Bref. J'étais maintenant de retour à Kununurra, en pleine saison sèche. Kununurra, un nom totalement imprononçable pour quiconque n'est pas pur Aussie(1). Kununurra, ce n'est pas vraiment une ville, enfin pas au sens ordinaire du terme. Un centre commercial, quelques rues, des roches rouges et pas grand monde à fréquenter. Mais c'est un endroit qui a son charme, surtout quand on débarque de la Gibb, plein de poussière, fatigué, crispé sur son volant. Alors cet oasis c'est un peu comme un retour vers la civilisation… et les bars ! A moins que Kununurra ne soit le début de l'aventure. Le départ vers la Gibb. C'était le cas pour moi. Je voyageais sur le pouce, allant où bon me semblait, où bon semblaient à mes "chauffeurs" successifs surtout. Et j'avais atterri là, un peu par hasard. Je n'étais pas mécontent, dans le fond. 
Sauf que je n'avais pas prévu de rencontrer Gab.

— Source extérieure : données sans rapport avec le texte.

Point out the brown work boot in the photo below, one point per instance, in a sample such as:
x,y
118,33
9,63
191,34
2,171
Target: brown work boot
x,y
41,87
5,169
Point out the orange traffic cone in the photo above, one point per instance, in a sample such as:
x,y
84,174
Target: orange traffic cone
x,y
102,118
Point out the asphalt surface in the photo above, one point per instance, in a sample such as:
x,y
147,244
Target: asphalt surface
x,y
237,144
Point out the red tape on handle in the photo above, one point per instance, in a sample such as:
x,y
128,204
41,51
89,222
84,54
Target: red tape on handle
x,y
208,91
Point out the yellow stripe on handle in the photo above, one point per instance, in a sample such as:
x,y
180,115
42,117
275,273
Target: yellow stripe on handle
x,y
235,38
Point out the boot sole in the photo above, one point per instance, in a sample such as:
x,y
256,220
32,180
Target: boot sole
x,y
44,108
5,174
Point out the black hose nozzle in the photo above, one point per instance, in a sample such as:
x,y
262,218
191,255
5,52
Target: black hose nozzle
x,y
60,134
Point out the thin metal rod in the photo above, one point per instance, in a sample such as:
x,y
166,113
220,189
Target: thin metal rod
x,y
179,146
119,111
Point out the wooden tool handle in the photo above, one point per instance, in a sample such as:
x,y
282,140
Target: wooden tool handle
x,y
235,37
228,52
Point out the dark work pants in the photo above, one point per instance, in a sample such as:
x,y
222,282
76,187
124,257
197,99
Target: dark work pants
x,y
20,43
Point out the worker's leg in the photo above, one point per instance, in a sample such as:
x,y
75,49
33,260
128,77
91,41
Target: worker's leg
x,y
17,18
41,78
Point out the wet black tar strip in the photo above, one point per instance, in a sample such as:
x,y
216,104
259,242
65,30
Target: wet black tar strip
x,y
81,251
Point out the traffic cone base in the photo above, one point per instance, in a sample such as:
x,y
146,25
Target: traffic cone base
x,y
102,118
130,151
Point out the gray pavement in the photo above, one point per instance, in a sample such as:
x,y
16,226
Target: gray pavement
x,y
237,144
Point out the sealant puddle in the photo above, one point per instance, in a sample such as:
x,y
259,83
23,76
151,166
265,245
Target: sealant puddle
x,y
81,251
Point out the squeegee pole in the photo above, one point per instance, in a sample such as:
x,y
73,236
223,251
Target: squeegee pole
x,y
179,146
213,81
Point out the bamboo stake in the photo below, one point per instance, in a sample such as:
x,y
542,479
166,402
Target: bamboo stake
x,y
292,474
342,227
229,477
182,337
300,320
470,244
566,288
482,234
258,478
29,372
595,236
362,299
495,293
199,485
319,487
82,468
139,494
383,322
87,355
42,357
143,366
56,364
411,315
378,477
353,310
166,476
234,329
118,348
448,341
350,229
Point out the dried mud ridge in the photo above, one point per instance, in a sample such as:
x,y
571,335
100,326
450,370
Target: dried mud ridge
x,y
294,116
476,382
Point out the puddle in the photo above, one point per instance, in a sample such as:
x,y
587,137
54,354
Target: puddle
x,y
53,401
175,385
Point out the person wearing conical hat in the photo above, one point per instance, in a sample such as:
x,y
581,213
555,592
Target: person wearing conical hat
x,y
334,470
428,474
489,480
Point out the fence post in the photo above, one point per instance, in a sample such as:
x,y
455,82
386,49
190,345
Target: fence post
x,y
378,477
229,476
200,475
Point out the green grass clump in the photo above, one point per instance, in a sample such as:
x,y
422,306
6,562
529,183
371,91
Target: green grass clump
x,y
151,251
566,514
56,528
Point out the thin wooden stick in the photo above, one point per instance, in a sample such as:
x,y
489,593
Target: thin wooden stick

Au départ j'étais venu en Australie, ce pays "down under", juste pour aller le plus loin possible de ma vie. Échapper à mes dettes, mes ex, ma mère et le reste. Alors j'étais parti vers ce continent grand comme une vie, plein de rêves fous de désert rouge et d'espaces illimités. J'entendais dans ma tête des sons venus d'ailleurs, de tout là-bas de l'autre côté du globe. Des voix millénaires qui psalmodiaient dans leur dialecte et parlaient de la Terre originelle, des légendes du "temps du rêve" aborigène. Un didgeridoo accompagnait ce chant poignant de la douleur d'avoir perdu ses origines. Je fermais simplement les yeux et je me laissais bercer, emporter par cette musique lancinante et inconnue. 
J'étais alors plein d'illusions. C'était avant de découvrir ce qu'il était advenu des Aborigènes, de leur destruction par les Blancs et la société moderne. Une histoire rouge sang, comme celle des Indiens d'Amérique. Comme quoi on pense parfois quitter ce qui fait son monde et ses abjections et on plonge exactement dans la même marde. Simplement ailleurs. Les hommes ne changent pas. 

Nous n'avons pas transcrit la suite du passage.